Türkiye dört mevsimin yaşandığı müstesna ülkelerden biri. Güneşi, suyu var ve toprağı bereketli. Havası güzel. Medeniyetlerin beşiği. Tarih ve kültür zengini.
Ah bir de parası olsaydı. O yok işte! Tasarruf kabiliyeti oldukça düşük maalesef. Her sene ortalama yüzde 4 büyüyebilmesi için millî gelirin yüzde 26'sı kadar tasarruf etmesi ve bu tasarrufu yatırıma yönlendirmesi gerekiyor. Onu yapamıyor işte.
Türkiye'de ortalama tasarruf oranı yüzde 15. Aradaki yüzde 11 oranındaki tasarruf açığını yurt dışından borçlanmak suretiyle kapatıyor. Daha fazla büyüyeyim derse bu miktar daha da artıyor tabii. Risk büyüyor yani. Dolayısıyla Türkiye, büyüme kabiliyeti yüksek olmasına rağmen sık sık frene basmak mecburiyetinde kalıyor.

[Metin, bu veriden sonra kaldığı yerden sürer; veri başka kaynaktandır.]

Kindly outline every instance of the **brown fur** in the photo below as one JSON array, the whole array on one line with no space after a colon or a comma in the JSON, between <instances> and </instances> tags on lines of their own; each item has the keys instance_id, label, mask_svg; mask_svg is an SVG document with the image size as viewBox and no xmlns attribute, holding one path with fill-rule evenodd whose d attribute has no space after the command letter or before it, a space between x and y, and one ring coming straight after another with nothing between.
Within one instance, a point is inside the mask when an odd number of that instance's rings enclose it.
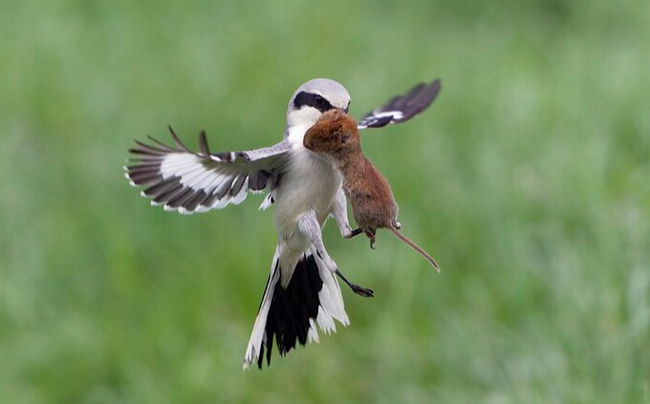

Naçar kalıp yurt dışından borçlanıyor yine de ama riski var bu işin. Dünyadaki faiz oranına "libor" adı veriliyor. Her ülke için üç aşağı beş yukarı aynıdır bu faiz oranı ve Londra bankalarının faiz oranı esas alınır genellikle. Fakat bir de bunun risk?primi var; "spread" denilen. "Spread" her ülke için farklı uygulanıyor.
Neden farklı? Onu da anlatayım. Borç veren, verdiği paranın problem yaşamadan geri dönmesini istiyor. Onun için de borç verdiği ülkenin riskine bakıyor. Ekonomik ve siyasi riske bakıyor yani. Ülke ekonomik kriz yaşıyor ya da siyasi çalkantı içinde ise risk primi artıyor. Bunlar yoksa düşüyor.
Bunun bir de borç alan tarafı var. Genellikle bankalar borçlanırlar ki daha çok birkaç banka bir araya gelip büyük bir kaynağı alıyorlar. Buna da sendikasyon kredisi deniyor.
Bankalar temin ettikleri bu kaynağı kendileri kullanmıyor tabii. Kamu ya da özel sektöre kullandırıyorlar. Döviz cinsi borçlanıp Türk Lirası cinsi borç vermenin en büyük riski döviz fiyatının artmasıdır ki, bankalar bu riski göze alıp risk faizini yüksek tutuyorlar.
Türkiye 1990'lı yıllarda riski yüksek bir ülkeydi ve yüksek faizle borçlanıyordu. İçeride uygulanan faiz de yüksek oranlardaydı tabii. Bırakın şahsi tasarrufları, firmalar dahi yatırımdan vazgeçmiş ve parasını faize yatırmaya başlamıştı. Bilançolarında görülen "faaliyet dışı kârlar", gerçek faaliyetlerden elde ettikleri kârdan kat be kat fazla oluyordu çünkü.
Şimdi öyle değil ama. Hem faiz oranları düşük, hem de işletmeler faaliyet sahalarında oynamak zorunda. Çok acımasız bir rekabet ortamından geçiliyor ve faaliyet dışına çıkan firmalar piyasadan silinme riskiyle karşı karşıya kalıyorlar.
Kredilerin faiz oranı kadar vadesinin de önemli olduğunu hatırdan çıkarmamak lazım. Doğru olan uzun vadeli ve düşük faizle borçlanmadır. Kısa vadeli faiz oranlarını Merkez Bankası uzun vadeli faiz oranlarını ise piyasa tayin ediyor.
Dolayısıyla istikrar çok büyük önem arz ediyor. Türkiye'nin istikrarlı bir ülke olması birçok hususta olduğu gibi faiz oranlarının düşük olmasında da önemli rol oynuyor.
Bankalar kredi kullandırdıkları firmaların ödeme durumuna ve işletme politikalarına bakıp öyle kredi veriyor ve faiz nispetini de ona göre tayin ediyorlar. Riski düşük olan firmaya düşük faiz, yüksek olana da yüksek faiz uyguluyorlar.
Son söz: "Faiz lobisi" elbette vardır ama o canavara yem olmamak için krizi körükleyip körüklememek bizim elimizde. Türk halkının her ferdine bu konuda görev düştüğünü unutmayalım.